The scholarships are being offered to people of color and women between the ages of 18–25. The summit will be the first of its kind held in D.C. and aims to provide insight into policy challenges facing the new technology. The conference will include thought leaders and companies like Microsoft and NASDAQ, among others. Click here to apply to become a DC Blockchain Summit Scholar. Applications are due February 24th and scholarship recipients will be informed of their acceptance into the program by February 29th.
I’m eager to expose more people from underrepresented backgrounds to the ongoing dialogue around cryptocurrencies because I remember my own experiences first learning about this new field. One of the most powerful ideas that initially attracted me drew a parallel between Bitcoin and the Internet. Just as the Internet changed the way we communicate, so to will Bitcoin and its underlying technology change the way we transact. That’s a powerful statement. It brought back memories of me begging my parents to get Internet access for the home computer because “it was the next big thing.”
While I don’t miss those early days of dial-up and getting yelled at by my older brother for tying up the phone line, learning about digital currencies has brought back that “futuristic feeling” I got when clicking on the AOL icon. A portion of my life I was accustomed to (reading printed encyclopedias for research projects, writing letters to communicate with long distance friends, etc) was being turned on its head.

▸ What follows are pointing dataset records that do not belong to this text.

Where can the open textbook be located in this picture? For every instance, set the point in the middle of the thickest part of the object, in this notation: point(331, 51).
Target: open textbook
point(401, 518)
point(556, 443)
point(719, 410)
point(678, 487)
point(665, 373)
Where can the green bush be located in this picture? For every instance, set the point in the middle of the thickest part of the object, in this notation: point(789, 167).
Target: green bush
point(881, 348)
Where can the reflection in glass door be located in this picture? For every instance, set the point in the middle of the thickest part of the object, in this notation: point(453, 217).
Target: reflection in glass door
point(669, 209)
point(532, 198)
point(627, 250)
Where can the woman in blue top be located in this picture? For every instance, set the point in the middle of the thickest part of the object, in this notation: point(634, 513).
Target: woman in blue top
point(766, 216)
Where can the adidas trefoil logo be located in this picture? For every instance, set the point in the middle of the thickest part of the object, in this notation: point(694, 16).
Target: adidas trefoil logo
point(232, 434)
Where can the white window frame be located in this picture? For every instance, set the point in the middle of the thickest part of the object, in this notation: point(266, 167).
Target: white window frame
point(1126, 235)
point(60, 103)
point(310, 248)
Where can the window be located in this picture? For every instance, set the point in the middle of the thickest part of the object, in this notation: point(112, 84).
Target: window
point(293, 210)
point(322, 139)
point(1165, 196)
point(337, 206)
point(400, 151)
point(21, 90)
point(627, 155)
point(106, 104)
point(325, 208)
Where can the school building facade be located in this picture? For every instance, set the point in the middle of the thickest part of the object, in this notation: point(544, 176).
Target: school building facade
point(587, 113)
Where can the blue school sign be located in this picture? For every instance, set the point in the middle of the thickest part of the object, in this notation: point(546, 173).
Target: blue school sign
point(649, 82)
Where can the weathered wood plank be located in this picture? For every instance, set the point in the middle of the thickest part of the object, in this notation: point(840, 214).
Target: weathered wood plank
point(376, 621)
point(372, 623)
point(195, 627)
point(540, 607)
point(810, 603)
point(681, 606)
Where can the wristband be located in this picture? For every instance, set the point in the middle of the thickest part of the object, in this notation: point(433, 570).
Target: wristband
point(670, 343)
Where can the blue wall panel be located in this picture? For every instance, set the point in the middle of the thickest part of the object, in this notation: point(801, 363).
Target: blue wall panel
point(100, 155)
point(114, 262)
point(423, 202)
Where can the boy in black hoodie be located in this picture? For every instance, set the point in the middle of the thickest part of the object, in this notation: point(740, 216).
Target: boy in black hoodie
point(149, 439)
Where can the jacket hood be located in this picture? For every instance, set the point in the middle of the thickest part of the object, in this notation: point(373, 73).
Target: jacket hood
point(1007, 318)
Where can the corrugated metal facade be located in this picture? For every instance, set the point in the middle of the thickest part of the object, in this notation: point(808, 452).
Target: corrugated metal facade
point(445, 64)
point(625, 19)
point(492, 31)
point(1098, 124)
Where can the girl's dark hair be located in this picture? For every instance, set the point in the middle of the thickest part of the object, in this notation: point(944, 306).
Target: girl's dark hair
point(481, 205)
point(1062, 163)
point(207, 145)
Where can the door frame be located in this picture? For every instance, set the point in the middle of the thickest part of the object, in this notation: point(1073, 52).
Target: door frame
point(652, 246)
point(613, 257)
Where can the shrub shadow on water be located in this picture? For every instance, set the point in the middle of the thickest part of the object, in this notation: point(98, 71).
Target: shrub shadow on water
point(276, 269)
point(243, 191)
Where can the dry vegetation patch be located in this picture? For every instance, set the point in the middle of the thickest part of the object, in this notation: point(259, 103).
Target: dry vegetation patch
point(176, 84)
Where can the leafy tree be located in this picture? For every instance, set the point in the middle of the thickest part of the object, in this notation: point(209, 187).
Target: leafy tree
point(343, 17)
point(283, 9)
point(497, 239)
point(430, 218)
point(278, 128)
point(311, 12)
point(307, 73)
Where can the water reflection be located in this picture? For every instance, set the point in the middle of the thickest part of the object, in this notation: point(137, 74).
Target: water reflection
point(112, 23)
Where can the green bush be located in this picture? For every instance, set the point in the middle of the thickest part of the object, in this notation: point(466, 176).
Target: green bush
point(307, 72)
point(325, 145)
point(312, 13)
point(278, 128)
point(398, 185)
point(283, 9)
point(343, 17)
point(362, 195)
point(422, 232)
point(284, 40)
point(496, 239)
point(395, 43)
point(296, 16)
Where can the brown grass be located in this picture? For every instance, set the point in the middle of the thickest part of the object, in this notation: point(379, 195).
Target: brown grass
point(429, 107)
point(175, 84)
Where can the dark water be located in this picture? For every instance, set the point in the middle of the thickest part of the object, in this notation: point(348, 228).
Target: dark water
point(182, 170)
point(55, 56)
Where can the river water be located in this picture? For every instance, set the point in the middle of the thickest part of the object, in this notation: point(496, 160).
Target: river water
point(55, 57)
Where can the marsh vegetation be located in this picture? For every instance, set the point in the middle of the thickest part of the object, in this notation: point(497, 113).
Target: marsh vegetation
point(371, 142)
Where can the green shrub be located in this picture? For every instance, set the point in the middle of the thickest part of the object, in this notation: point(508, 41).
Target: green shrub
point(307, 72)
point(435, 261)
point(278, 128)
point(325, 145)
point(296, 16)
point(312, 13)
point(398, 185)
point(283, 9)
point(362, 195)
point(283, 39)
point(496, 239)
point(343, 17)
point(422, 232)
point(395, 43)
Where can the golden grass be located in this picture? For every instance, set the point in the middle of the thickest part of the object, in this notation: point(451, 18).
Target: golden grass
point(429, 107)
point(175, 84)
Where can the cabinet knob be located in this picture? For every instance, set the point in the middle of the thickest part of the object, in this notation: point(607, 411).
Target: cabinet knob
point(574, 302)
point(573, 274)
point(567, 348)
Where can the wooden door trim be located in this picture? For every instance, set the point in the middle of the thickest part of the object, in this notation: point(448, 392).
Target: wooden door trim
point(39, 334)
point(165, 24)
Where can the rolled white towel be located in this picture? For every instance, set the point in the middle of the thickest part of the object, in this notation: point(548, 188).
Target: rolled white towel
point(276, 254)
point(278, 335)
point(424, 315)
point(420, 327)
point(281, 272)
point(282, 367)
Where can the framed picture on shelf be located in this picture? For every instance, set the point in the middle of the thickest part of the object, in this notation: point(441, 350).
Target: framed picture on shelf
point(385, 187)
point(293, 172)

So, what everyday events will be impacted by this new technology? What types of transactions may look very different in the future?
How about using the architecture / ledger underlying Bitcoin, known as the blockchain, to store single instances of electronic tickets to concerts and sporting events? This would make purchasing tickets from 3rd party websites like StubHub less nerve-racking as it would mean the person you bought the tickets from couldn’t also sell it to someone else. No more holding your breath and crossing your fingers the next time you walk up to the venue. You will know you are the sole owner of that ticket — that it’s legit.
I also find it exciting to see people from different backgrounds, including in developing countries, explore ways this technology can benefit their communities.
“In my community, there’s a trust for smartphones, there’s a trust for social media, and a desire for better money management and investment,” says Malena Lopez, a first-generation Mexican-American who received a DCI diversity scholarship to attend the Consensus digital currency conference last September. “There’s a general mistrust of financial institutions…. Digital currency, I know, is here to equalize things in a completely groundbreaking manner.”
Malena’s insights are especially interesting given an article recently published by Bitcoin Magazine. The article discusses why Mexico’s demographics are aligned with the benefits of Bitcoin. I look forward to hearing more from Malena as she explores these kinds of opportunities and engages more in the community.
“Attending the conference gave me the knowledge and jumpstart I needed to explore opportunities…and I can’t wait to be a part of what’s next!” said Malena.
I share Malena’s enthusiasm and look forward to tracking down more educational opportunities for people of color and women in this field. I also look forward to fostering a more diverse cryptocurrency community in the process.